The incidence of preeclampsia (PE) is about 2-8%, making it one of the leading causes of perinatal morbidity and maternal mortality in the world. Early prophylactic low dose administration (150 mg) of acetylsalicylic acid is associated with a significant reduction in the incidence of early-onset PE, intrauterine growth restriction (IUGR), and neonatal mean stay in the intensive care unit (ICU). Universal implementation of a first-trimester screening system including angiogenic and antiangiogenic markers [the Placental Growth Factor (PlGF) and/or soluble fms-like Tyrosine Kinase-1 (sFlt-1)] has shown a prediction rate of 90% for early-onset PE but entails a high financial cost. The aim of this study is to determine the predictive and preventive capacity of a universal PE first-trimester two-step sequential screening model, determining the PlGF only in patients previously classified as intermediate risk by means of a multivariate model based on resources already used in the standard pregnancy control, in a real clinical setting. We hypothesize that this screening model will achieve similar diagnostic performance as the universal determination of PlGF but at a lower economic cost.
This is a prospective, multicentric, cohort study in a real-world clinical setting. Every singleton pregnancy will be recruited at the routine first pregnancy visit. In a first step, the first-trimester risk of PE will be calculated using a multivariate Gaussian distribution model, based on medical history, mean blood pressure, Pregnancy-Associated Plasma Protein A (PAPP-A), and Uterine Artery Doppler Pulsatility Index (UTPI). Patients will be classified into three risk groups for PE: (1) risk ≥ 1/50, high-risk with no further testing (blinded PlGF); (2) risk between 1/51 and 1/500, medium-risk requiring further testing; and (3) risk ≤ 1/501, low-risk with no further testing. In a second step, the PlGF will only be determined in those patients classified as intermediate risk after this first step, and then reclassified into high- or low-risk groups. Prophylactic administration of aspirin (150 mg/day) will be prescribed only in high risk patients. As a secondary objective, sFlt-1 values will be blindly determined in patients with high and intermediate risk to assess its potential performance in the screening for PE.
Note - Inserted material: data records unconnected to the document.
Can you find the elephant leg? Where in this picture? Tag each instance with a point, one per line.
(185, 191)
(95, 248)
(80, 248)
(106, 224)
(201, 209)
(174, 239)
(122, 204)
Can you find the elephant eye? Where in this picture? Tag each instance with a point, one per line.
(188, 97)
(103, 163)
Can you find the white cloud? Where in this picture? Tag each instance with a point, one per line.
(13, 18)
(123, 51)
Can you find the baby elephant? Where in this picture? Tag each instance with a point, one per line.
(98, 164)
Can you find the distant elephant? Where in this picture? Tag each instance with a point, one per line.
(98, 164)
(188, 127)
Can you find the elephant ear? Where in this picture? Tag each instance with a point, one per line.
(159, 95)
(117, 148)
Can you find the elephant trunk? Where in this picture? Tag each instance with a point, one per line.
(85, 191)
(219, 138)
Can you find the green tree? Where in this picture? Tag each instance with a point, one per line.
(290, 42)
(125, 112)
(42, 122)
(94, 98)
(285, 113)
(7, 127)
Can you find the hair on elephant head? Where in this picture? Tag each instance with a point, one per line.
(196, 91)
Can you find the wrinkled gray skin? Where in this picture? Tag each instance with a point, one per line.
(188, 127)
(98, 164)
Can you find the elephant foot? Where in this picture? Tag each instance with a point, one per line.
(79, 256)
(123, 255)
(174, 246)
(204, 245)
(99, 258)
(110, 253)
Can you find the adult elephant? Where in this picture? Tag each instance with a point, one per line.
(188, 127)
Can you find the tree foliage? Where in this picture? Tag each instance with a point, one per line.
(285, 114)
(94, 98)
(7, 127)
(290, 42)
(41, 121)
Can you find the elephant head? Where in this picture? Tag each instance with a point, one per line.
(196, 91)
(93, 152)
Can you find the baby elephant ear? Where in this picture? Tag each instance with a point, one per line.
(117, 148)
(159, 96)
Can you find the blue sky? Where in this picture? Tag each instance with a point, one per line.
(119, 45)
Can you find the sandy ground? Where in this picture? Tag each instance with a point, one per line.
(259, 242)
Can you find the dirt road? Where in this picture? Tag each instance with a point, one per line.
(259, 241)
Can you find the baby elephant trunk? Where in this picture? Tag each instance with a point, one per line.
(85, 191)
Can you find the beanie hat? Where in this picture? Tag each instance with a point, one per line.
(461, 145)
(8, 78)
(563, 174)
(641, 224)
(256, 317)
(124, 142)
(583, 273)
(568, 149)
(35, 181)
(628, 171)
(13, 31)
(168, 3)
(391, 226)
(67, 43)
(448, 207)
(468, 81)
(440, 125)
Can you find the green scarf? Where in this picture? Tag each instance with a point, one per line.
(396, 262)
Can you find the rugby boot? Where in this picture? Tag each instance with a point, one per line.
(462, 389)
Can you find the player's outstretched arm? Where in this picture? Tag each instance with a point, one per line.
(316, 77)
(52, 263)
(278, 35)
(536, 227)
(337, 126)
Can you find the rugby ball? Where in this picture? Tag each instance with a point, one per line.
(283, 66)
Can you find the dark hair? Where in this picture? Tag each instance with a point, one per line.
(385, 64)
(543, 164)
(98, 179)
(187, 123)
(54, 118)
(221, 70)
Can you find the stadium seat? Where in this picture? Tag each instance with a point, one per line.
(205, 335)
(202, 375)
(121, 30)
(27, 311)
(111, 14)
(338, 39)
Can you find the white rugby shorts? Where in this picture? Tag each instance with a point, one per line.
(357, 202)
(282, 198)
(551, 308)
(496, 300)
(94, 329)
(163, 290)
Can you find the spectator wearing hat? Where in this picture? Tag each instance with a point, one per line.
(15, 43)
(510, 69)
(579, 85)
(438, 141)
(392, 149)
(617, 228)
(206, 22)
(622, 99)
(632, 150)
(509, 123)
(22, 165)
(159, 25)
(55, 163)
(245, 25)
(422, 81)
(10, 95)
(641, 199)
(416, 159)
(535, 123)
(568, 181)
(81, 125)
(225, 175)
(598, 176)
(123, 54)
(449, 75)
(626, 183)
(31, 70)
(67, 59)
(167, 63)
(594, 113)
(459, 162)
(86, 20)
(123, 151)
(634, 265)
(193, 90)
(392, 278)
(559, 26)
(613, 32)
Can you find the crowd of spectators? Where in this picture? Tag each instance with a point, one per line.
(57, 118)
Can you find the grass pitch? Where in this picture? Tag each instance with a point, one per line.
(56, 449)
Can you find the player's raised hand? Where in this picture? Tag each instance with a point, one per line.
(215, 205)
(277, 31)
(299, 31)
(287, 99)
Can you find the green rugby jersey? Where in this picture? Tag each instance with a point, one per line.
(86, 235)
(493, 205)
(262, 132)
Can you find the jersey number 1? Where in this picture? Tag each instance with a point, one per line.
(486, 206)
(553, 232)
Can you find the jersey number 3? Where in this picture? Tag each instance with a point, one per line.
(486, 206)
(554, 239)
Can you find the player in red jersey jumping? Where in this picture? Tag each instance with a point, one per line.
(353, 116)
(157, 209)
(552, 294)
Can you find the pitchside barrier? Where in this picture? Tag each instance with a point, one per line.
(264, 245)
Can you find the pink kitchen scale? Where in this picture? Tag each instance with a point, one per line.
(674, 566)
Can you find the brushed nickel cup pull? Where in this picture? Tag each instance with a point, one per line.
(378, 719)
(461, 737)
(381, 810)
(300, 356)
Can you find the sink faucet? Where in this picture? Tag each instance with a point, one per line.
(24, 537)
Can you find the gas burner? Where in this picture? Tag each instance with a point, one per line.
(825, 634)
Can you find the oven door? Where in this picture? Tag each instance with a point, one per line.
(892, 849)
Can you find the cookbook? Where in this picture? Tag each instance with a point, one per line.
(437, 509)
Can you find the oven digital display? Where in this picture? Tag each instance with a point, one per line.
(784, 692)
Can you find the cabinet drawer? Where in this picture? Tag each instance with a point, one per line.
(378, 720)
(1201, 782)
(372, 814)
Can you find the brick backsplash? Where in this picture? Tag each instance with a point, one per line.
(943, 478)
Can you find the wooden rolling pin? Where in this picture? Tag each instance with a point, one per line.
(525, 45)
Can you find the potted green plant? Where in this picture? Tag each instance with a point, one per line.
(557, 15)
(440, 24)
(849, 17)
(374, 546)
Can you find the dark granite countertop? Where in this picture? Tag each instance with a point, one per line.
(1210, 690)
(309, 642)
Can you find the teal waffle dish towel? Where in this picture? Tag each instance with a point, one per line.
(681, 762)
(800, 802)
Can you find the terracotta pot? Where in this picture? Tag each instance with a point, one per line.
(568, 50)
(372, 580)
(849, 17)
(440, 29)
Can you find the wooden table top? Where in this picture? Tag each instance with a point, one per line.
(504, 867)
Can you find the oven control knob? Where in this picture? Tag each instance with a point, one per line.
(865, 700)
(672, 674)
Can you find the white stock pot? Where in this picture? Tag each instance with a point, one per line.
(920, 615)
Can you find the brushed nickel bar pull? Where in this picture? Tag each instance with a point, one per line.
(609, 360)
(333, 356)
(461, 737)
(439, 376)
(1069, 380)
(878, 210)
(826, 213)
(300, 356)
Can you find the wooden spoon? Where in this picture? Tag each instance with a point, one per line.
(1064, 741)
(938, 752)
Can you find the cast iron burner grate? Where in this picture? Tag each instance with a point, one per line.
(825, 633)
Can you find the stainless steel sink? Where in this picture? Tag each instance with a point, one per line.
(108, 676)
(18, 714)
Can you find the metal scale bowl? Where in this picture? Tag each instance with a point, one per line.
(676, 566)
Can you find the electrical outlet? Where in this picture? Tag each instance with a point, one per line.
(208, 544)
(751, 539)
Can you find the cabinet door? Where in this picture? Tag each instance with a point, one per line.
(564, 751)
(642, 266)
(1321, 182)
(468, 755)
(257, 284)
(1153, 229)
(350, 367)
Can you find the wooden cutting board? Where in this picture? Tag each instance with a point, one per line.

The study will be conducted in accordance with the principles of Good Clinical Practice. This study is approved by the Aragon Research Ethics Committee (CEICA) on 3 July 2020 (15/2020).
ClinicalTrials.gov, identifier: NCT04767438.
子痫前期(PE)的发病率约为2%-8%,是全球围产期发病率和孕产妇死亡率的主要原因之一。早期预防性低剂量(150mg)服用乙酰水杨酸与早发型PE、宫内生长受限(IUGR)的发病率显著降低以及新生儿在重症监护病房(ICU)的平均住院时间缩短有关。普遍实施包括血管生成和抗血管生成标志物[胎盘生长因子(PlGF)和/或可溶性fms样酪氨酸激酶-1(sFlt-1)]的孕早期筛查系统,早发型PE的预测率为90%,但成本高昂。本研究的目的是在实际临床环境中,确定一种通用的孕早期两步序贯PE筛查模型的预测和预防能力,该模型仅对先前通过基于标准孕期检查中已使用资源的多变量模型分类为中度风险的患者测定PlGF。我们假设这种筛查模型将实现与普遍测定PlGF相似的诊断性能,但成本更低。
这是一项在实际临床环境中的前瞻性、多中心队列研究。每例单胎妊娠将在首次常规产检时招募。第一步,基于病史、平均血压、妊娠相关血浆蛋白A(PAPP-A)和子宫动脉多普勒搏动指数(UTPI),使用多变量高斯分布模型计算孕早期PE风险。患者将被分为PE的三个风险组:(1)风险≥1/50,高风险,无需进一步检测(PlGF检测结果保密);(2)风险在1/51至1/500之间,中度风险,需要进一步检测;(3)风险≤1/501,低风险,无需进一步检测。第二步,仅对第一步分类为中度风险的患者测定PlGF,然后重新分类为高风险或低风险组。仅对高风险患者开具阿司匹林(150mg/天)预防性用药。作为次要目标,将对高风险和中度风险患者的sFlt-1值进行保密测定,以评估其在PE筛查中的潜在性能。
本研究将按照良好临床实践原则进行。本研究于2020年7月3日获得阿拉贡研究伦理委员会(CEICA)批准(15/2020)。
ClinicalTrials.gov,标识符:NCT04767438。